Strona główna / Hokej Aktualnosci / Aktualności / Zadecydowała pierwsza tercja

Zadecydowała pierwsza tercja

1 marca 2024

W pierwszym meczu play-off hokeiści Zagłębia Sosnowiec przegrali w Katowicach 5:2. Decyduje o losach spotkania było dziesięć minut pierwszej tercji, podczas których nasz zespół stracił 3 gole.

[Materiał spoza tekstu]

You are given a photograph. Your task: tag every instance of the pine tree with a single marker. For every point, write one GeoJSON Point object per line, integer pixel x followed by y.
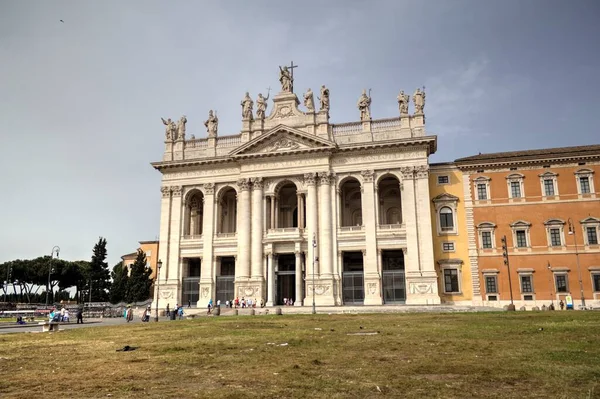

Nie na taki scenariusz meczu liczyli dzisiaj sosnowieccy kibice. Drużyna Zagłębia bardzo słabo weszła w pierwszy mecz play-off i po dziesięciu minutach przegrywała już trzema bramkami. Festiwal strzelecki już w drugiej minucie rozpoczął Marcus Hampuss Ollson, który wykończył dwójkową akcję katowiczan. Chwilę później z bliska uderzył Joona Monto, który wykorzystał błąd krycia przez defensywę Zagłębia. Ten sam zawodnik nie miał również problemów chwilę później gdy wykończył akcję kolegów. Trzy szybko stracone bramki spowodowały, że Piotr Sarnik musiał prosić o regulaminowy czas. Po nim gra naszego zbytnio nie zmieniła się, a na domiar złego straciliśmy kolejną bramkę – strzelcem Sam Marklund. Zagłębie w premierowej odsłonie nie stać było na zbyt wiele. Swoich sił próbował Valtteri Niemi i Olli Valtola jednak nie były to groźne strzały.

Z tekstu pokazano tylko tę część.